Steven A. Sund is a 30-year law enforcement veteran who served as Chief of the U.S. Capitol Police from 2019 until January 8, 2021. Before that, he spent more than two decades with the Metropolitan Police Department of Washington, D.C., leading major incident responses from presidential inaugurations to active shooter situations. On January 6, 2021, he was the man responsible for defending the Capitol—and the man now directly refuting former House Speaker Nancy Pelosi’s version of events.

We bring this up because January 6 is one of the most politically charged days in modern history, and the attack on the Capitol has shaped laws, prosecutions, and public opinion ever since. But according to Sund, the dominant narrative about what happened—and who delayed the National Guard—is not the truth. This article is not about taking sides in a partisan fight. It’s about looking at the facts, the timeline, and the law so that the truth is not buried under political spin.

Pelosi recently claimed that Donald Trump delayed deploying the National Guard during the Capitol riot. Sund, who was actually in charge of securing the building that day, says that claim doesn’t match the facts or the legal reality of his role. Under 2 U.S.C. § 1970, the Capitol Police Chief cannot deploy the National Guard on his own. That authority rests with the Capitol Police Board, which includes the House Sergeant at Arms—a position appointed by and accountable to the Speaker of the House.

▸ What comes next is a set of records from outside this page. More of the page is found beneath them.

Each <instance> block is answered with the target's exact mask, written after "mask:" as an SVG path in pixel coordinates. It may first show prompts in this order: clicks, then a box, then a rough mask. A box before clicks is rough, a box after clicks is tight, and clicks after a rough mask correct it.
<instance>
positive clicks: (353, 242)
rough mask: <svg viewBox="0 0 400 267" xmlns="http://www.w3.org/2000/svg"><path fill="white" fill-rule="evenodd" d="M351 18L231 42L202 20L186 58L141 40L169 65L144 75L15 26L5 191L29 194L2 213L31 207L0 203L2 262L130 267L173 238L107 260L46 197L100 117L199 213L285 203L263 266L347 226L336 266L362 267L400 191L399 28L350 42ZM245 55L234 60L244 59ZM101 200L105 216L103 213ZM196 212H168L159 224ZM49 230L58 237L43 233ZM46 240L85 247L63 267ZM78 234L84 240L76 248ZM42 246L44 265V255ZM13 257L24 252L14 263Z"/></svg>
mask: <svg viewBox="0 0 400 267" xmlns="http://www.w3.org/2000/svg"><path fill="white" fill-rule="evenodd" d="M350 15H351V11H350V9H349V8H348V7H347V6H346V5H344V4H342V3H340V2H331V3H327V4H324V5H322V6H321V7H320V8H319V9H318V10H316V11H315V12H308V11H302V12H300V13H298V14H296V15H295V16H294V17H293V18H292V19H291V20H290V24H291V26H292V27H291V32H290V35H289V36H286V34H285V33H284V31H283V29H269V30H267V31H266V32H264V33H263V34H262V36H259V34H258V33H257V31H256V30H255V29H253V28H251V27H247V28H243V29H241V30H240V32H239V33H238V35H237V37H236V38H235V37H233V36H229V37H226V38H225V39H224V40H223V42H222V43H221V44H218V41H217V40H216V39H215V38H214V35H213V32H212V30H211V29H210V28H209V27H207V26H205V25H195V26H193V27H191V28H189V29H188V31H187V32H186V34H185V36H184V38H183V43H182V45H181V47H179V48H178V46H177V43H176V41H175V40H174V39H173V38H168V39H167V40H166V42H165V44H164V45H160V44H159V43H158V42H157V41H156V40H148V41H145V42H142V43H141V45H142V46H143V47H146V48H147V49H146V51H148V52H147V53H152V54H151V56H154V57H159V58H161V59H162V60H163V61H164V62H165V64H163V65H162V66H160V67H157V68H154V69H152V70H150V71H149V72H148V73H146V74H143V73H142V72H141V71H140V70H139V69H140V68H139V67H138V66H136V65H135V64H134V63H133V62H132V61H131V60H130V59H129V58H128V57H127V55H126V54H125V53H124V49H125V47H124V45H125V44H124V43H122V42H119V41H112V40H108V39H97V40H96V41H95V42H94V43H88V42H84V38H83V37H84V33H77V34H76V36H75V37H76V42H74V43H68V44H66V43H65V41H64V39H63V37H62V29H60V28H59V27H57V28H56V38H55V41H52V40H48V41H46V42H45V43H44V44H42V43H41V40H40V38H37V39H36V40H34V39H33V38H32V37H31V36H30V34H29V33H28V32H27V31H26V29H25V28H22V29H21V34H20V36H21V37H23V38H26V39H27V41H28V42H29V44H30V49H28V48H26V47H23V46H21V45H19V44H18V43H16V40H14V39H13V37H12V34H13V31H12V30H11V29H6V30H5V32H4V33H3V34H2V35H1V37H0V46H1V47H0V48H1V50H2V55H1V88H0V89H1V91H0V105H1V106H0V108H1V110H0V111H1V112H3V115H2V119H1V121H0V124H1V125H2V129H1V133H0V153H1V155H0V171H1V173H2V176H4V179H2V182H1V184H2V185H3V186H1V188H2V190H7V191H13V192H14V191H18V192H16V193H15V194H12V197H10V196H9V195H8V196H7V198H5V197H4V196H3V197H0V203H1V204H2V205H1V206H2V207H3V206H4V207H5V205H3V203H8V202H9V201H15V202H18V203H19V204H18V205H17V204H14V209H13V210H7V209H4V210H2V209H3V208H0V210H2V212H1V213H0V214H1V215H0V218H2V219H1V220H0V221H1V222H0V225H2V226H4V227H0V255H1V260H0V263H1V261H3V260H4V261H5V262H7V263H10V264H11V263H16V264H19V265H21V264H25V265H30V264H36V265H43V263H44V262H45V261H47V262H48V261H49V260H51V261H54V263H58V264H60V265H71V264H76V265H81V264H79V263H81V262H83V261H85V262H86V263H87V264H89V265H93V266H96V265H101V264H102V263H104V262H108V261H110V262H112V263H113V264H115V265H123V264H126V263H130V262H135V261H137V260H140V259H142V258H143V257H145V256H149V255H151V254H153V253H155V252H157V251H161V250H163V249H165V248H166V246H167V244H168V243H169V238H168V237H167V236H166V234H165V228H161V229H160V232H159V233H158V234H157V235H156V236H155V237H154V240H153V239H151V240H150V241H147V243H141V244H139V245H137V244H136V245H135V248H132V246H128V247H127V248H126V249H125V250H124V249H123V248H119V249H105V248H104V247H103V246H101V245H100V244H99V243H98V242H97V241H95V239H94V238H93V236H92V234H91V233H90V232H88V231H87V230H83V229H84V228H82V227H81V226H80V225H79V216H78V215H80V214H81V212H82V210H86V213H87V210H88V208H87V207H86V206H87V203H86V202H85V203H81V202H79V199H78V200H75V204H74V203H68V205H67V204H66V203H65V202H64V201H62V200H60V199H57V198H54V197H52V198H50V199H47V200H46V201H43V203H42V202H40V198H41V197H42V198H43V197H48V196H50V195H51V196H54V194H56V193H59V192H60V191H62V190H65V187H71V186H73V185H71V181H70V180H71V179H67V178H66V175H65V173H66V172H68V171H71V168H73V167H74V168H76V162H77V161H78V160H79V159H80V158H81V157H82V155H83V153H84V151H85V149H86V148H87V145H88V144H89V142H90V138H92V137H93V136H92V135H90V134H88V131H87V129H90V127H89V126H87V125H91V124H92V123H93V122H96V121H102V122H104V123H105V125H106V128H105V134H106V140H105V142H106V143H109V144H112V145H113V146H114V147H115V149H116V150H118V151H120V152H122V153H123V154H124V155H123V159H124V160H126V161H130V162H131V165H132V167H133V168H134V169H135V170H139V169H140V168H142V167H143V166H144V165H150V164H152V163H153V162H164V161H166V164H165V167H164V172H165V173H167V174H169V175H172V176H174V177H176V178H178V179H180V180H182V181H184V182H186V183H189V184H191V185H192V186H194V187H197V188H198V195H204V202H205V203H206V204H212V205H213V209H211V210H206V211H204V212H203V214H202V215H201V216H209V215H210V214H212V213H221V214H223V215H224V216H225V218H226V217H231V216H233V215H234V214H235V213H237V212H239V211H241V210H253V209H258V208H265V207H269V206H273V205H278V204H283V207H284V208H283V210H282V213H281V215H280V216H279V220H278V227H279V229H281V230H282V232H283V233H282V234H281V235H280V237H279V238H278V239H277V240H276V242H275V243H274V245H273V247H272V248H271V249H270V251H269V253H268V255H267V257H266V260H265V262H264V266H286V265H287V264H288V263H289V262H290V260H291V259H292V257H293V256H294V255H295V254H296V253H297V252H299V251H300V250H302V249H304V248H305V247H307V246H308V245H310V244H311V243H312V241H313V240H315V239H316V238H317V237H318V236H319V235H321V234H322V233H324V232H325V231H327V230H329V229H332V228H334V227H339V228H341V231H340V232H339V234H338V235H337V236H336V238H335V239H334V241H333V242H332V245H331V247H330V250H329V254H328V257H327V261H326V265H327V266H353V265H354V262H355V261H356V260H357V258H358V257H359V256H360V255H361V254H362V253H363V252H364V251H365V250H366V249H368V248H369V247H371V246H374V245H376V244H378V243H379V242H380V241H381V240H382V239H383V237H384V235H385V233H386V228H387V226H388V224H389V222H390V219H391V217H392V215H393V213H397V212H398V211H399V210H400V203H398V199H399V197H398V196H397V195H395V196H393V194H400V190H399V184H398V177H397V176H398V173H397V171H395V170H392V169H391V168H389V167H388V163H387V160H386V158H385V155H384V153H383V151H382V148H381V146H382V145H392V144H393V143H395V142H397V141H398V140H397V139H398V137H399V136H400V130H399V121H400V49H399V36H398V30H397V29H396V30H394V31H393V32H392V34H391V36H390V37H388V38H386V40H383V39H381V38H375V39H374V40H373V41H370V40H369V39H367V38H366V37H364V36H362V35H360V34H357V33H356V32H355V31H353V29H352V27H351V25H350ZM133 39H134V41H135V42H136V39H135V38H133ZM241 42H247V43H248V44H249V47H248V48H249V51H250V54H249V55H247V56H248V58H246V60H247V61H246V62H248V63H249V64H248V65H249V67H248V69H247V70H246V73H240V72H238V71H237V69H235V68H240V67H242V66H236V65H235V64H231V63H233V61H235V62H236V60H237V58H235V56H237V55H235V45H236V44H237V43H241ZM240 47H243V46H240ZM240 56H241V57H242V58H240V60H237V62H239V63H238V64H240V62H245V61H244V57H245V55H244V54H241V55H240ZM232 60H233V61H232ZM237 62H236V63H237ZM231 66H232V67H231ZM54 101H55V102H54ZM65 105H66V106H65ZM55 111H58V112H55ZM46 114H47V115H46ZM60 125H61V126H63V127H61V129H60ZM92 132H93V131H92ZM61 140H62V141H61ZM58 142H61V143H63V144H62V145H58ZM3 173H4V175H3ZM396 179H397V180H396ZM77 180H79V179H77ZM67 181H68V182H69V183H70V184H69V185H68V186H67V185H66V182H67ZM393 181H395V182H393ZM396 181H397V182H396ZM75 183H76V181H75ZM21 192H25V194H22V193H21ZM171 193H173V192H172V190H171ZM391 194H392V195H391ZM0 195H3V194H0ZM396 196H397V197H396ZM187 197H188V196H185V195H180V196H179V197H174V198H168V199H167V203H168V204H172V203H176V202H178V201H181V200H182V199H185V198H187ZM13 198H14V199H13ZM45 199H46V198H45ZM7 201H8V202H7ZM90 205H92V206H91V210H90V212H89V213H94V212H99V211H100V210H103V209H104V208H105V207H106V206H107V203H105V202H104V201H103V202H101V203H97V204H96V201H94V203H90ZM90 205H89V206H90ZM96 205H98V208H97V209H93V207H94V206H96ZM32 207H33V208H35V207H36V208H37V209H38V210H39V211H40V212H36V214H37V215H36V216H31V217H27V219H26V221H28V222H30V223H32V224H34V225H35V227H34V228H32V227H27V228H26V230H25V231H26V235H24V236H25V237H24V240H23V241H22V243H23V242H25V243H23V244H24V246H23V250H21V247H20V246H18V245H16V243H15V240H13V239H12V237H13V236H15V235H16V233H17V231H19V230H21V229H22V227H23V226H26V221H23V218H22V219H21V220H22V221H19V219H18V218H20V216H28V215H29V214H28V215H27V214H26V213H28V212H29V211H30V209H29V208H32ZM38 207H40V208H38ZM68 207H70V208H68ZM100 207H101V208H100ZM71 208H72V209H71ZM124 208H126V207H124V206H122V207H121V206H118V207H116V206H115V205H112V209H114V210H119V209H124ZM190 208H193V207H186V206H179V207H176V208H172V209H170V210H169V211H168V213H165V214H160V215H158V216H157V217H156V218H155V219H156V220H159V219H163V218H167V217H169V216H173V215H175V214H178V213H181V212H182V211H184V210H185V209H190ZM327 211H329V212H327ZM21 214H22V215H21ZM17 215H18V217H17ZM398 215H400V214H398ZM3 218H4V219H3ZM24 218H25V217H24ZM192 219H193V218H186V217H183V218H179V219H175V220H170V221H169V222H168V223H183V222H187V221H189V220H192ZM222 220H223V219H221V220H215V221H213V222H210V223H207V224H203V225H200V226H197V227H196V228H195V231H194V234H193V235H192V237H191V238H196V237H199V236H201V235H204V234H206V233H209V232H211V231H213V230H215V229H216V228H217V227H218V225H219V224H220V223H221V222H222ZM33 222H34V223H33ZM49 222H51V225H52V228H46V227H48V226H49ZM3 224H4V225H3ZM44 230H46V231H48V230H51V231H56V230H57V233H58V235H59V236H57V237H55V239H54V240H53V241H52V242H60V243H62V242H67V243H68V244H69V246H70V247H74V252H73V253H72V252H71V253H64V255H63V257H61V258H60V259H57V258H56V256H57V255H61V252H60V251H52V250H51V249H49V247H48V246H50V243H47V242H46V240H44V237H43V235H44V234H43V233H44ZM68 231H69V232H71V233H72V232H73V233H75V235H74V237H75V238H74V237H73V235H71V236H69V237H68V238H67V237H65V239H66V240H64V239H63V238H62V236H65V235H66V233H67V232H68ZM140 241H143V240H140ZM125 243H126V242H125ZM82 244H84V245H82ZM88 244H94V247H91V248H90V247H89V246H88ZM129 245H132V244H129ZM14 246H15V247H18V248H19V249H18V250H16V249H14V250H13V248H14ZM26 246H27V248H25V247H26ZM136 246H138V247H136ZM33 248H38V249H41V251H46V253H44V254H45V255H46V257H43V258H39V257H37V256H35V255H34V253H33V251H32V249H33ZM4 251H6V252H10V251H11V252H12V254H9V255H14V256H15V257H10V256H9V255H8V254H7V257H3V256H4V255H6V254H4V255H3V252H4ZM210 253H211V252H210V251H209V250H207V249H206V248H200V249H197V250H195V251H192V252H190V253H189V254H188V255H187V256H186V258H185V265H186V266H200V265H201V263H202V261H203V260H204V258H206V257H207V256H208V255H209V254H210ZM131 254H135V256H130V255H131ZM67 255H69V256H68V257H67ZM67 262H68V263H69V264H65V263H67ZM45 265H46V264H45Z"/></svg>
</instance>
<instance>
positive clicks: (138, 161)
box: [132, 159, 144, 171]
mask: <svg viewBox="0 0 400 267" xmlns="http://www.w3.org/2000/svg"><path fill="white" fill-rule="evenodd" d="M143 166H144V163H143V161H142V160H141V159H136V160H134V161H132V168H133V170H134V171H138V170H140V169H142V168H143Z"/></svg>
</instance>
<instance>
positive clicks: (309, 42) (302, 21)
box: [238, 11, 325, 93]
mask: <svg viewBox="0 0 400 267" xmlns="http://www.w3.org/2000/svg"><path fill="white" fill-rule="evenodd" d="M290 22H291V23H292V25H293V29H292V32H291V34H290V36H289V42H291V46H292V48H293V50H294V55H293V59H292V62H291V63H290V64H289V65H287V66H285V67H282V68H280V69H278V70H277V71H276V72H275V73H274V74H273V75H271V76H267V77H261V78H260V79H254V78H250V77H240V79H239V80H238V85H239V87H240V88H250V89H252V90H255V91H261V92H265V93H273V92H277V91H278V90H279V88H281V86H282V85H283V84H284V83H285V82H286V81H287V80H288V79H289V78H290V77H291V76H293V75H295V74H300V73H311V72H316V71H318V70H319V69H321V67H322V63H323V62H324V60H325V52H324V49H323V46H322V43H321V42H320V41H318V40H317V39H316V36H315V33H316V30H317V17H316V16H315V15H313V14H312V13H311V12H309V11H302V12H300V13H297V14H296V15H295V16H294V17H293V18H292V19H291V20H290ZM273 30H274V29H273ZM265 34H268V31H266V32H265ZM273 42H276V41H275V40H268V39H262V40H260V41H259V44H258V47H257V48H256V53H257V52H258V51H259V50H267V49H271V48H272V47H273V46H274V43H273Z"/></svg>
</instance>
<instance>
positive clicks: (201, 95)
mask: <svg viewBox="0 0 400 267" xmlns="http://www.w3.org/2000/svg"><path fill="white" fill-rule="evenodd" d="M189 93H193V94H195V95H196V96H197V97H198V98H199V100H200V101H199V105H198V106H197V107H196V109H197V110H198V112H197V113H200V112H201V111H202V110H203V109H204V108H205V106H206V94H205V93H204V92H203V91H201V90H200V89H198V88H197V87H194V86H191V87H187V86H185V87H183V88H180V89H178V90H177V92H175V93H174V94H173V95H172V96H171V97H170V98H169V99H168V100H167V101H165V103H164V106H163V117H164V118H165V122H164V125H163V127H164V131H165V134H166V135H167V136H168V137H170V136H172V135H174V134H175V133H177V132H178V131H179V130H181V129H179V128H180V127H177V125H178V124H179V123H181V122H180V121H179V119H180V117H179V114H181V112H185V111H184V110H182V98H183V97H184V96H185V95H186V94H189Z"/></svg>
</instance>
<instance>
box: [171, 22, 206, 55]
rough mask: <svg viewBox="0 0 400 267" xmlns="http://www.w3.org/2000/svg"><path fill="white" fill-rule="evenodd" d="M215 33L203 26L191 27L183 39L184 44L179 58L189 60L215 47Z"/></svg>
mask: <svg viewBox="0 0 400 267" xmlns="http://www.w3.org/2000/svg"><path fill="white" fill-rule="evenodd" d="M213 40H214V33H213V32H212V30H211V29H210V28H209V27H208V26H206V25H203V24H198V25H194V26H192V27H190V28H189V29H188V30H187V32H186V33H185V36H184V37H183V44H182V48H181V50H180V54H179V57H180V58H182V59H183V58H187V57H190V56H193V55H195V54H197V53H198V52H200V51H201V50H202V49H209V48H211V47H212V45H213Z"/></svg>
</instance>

Sund says that on January 3, three days before the attack, he requested National Guard support and was denied. He even had an offer from the Pentagon to provide troops, but was forced to decline because he lacked the legal authority without the Board’s approval. On January 6, as the Capitol was under assault, Sund says he again urgently requested the Guard at 12:58 p.m. That request sat for over 70 minutes as it was “run up the chain” for approval. The green light didn’t come until 2:09 p.m.—by then, rioters had already breached the building and officers were fighting for control.

The key point in Sund’s rebuttal is that the delay was not caused by Trump, but by the internal security chain tied to congressional leadership. And that matters, because outcomes don’t lie. The outcome on January 6 was a catastrophic security failure—one that began before the first rioter even arrived. Advance requests for troops were denied. Authority to act was trapped in a political process. And when the call for help finally came during the crisis, it was stalled by over an hour of procedural delay.

Sund also notes the contrast: days after the riot, Pelosi ordered the Capitol surrounded by thousands of armed National Guard troops and topped fencing with concertina wire. In his view, when the political optics aligned, the security was there. When lives and the Capitol’s safety were on the line in real time, it wasn’t.

This is not about partisan point-scoring—it’s about structural flaws that put politics above security. If Congress truly wants to prevent another January 6, it should start by removing political bottlenecks from urgent security decisions. That would be a real reform. That would be an outcome worth debating.